En poursuivant votre navigation, vous acceptez les cookies destinés à mesurer l'audience de notre site internet.
Language selector
Accueil / Actualités / Communiqués / Le Conseil d'État limite les effets de la suspension...
27 juillet 2001

Le Conseil d'État limite les effets de la suspension de l'arrêté du maire d'Etampes

Le Conseil d'État reforme l'ordonnance du tribunal de Versailles et limite les effets de la suspension de l'arrêté à la seule partie non urbanisée de la commune.

> Lire la décision

Le maire d'Etampes a, le 5 juillet 2001 interdit jusqu'au 6 septembre 2001 aux mineurs de moins de treize ans non accompagnés par une personne majeure de circuler sur le territoire de la commune entre 22 heures et 6 heures.
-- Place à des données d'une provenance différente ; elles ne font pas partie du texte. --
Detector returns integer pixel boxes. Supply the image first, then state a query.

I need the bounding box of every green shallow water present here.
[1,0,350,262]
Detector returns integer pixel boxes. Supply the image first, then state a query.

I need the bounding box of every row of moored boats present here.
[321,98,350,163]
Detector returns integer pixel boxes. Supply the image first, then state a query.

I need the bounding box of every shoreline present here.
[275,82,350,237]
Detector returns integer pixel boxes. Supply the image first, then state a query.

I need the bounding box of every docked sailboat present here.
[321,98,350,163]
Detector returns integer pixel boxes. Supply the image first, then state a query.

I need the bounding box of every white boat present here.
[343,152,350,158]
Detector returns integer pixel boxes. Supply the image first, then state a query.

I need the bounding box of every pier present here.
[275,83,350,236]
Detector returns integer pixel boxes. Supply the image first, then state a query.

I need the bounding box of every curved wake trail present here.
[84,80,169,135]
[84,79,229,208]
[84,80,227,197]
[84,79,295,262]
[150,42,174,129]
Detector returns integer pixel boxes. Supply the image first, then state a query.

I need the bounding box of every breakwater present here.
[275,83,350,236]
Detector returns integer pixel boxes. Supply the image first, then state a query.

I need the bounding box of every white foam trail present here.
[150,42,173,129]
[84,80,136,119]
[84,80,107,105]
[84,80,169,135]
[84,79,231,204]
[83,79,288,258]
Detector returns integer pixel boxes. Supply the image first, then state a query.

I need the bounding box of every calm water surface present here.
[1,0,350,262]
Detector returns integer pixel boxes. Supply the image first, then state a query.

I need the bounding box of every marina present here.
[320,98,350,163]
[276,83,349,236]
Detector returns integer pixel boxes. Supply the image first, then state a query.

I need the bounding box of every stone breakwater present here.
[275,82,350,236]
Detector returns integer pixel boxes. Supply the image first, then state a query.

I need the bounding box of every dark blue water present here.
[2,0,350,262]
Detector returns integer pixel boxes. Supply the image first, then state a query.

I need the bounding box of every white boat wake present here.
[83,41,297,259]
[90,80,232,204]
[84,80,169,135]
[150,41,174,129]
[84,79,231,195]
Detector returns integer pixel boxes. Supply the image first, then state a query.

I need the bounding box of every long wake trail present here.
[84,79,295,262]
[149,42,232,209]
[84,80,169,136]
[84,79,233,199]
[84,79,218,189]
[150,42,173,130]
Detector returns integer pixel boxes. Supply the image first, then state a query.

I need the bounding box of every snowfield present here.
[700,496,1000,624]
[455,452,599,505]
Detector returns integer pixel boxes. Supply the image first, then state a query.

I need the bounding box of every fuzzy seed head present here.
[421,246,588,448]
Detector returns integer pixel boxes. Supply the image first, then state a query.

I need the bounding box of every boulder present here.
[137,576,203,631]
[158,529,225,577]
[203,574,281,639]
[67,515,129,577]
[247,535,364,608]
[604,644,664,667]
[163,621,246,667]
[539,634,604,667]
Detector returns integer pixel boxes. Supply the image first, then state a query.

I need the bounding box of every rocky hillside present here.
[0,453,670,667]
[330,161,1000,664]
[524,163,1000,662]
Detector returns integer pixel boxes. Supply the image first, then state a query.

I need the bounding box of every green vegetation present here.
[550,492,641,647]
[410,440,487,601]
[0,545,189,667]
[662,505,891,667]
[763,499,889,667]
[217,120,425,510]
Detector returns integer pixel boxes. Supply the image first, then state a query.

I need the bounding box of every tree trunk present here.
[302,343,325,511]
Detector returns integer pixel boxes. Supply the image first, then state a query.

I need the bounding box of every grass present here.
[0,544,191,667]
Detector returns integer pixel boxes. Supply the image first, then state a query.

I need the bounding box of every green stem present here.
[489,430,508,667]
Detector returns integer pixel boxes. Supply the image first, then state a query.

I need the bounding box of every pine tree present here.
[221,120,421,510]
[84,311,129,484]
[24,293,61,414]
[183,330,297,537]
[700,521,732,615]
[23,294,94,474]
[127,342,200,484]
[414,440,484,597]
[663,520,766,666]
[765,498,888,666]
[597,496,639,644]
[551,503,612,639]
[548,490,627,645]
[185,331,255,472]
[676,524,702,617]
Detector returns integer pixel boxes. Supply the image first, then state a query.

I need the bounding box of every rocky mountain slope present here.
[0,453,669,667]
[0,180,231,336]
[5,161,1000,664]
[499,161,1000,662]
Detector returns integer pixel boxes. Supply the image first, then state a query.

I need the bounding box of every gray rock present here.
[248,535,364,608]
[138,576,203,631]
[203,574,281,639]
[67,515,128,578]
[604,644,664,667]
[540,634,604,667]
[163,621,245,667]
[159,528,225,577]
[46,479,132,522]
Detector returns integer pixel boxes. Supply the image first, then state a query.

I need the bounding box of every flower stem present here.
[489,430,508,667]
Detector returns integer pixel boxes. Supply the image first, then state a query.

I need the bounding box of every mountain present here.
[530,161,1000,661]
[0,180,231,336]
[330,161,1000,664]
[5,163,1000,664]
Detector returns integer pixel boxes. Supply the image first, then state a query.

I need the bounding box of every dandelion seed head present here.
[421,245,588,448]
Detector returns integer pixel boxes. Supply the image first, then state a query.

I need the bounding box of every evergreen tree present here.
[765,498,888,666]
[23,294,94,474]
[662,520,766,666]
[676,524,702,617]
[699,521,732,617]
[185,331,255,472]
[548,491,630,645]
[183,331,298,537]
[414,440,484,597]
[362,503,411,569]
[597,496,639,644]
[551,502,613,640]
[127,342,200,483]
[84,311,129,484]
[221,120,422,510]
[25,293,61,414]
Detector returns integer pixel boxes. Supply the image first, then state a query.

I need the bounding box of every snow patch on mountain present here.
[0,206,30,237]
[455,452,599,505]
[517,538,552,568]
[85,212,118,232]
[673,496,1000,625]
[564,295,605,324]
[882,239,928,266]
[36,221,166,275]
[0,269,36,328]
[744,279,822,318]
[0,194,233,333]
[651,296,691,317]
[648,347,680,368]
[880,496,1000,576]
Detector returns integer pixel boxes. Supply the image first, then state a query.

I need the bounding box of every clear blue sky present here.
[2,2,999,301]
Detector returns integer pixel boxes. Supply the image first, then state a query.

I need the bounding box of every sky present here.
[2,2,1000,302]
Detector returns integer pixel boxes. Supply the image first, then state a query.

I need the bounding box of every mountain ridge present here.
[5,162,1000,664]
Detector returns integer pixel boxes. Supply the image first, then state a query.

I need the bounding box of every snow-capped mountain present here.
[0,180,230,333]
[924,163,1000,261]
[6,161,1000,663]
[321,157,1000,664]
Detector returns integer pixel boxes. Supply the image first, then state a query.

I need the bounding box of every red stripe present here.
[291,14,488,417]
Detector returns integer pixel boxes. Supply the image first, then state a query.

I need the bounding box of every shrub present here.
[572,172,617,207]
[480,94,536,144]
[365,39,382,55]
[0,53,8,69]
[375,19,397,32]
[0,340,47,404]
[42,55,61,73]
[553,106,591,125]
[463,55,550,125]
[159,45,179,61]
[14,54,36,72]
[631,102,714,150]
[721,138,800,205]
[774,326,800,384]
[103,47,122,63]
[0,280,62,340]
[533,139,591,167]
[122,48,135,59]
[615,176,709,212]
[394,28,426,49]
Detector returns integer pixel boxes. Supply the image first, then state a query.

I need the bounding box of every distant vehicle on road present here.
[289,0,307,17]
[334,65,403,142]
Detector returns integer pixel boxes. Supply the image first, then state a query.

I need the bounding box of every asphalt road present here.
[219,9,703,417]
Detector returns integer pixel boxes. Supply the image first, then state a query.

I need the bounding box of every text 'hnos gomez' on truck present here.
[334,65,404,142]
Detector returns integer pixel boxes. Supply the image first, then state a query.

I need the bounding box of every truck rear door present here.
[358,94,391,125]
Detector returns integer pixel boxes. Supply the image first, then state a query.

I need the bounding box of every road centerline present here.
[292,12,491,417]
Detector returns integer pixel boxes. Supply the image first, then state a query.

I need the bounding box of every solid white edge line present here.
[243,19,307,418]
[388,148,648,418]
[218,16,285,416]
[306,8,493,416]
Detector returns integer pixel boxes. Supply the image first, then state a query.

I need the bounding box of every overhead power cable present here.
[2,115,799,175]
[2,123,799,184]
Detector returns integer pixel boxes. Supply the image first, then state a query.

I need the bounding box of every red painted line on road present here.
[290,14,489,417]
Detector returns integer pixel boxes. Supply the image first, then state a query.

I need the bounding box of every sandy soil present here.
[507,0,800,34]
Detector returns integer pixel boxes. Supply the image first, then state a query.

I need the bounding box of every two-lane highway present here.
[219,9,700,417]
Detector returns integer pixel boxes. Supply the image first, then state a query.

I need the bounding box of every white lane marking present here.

A la demande du préfet de l'Essonne, le juge des référés du tribunal de Versailles avait, le 16 juillet, suspendu l'exécution de cet arrêté au motif que son champ d'application territorial était trop étendu, faute de distinguer les parties de la commune où les risques impliqués par la délinquance n'étaient pas tels qu'ils justifient la mesure.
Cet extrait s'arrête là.